Cal/OSHA Standards Board Adopts Revised COVID-19 Emergency Rule

On December 16, 2021, the Cal/OSHA Standards Board approved the revised COVID-19 Emergency Temporary Standard (ETS) – the second re-adoption.  The vote was 6-1 with management representative Kate Crawford dissenting. 

The California Division of Occupational Safety and Health (Division) was tasked with drafting the revised ETS text, which the Standards Board approved with no meaningful discussion by members, in spite of compelling substantive concerns repeatedly raised in comments by the employer community.  To the dismay of many, the Board has continued to rubber stamp workplace safety rules drafted by the Division, thus effectively turning the enforcement agency into a rulemaking body. 

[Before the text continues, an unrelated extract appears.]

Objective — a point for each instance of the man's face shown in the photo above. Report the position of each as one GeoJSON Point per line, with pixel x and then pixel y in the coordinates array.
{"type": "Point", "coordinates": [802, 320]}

The second re-adopted ETS will next be sent to California’s Office of Administrative Law (OAL) for approval and publication. OAL has 10 days to approve the rule. If approved, the second re-adoption will be in effect from January 14, 2022 to April 14, 2022. Also, as the Standards Board meeting was underway, Governor Newsom signed an executive order authorizing an extension of the COVID-19 safety requirements in the COVID-19 ETS.  The governor’s executive order enables a subsequent third re-adoption of the COVID-19 ETS through December 31, 2022.

It remains to be seen whether the ETS will be extended through the end of 2022, discarded, or replaced by the proposed “permanent” COVID-19 rule (with a two-year term).  At the request of certain Board members, there was a lively panel discussion at the last Board meeting on the future of COVID-19 rulemaking, with labor representatives lining up in favor of continuing the hardwired, prescriptive COVID-19 ETS and management representatives supporting a fluid performance-based standard like the Injury and Illness Prevention Program. 

The revised ETS includes language creating unclear and unmanageable regulatory requirements, as discussed in our prior blog post. When the revised ETS takes effect, the Division will publish updated FAQs that, while not having the force of law, will hopefully clarify the agency’s interpretation of these new requirements.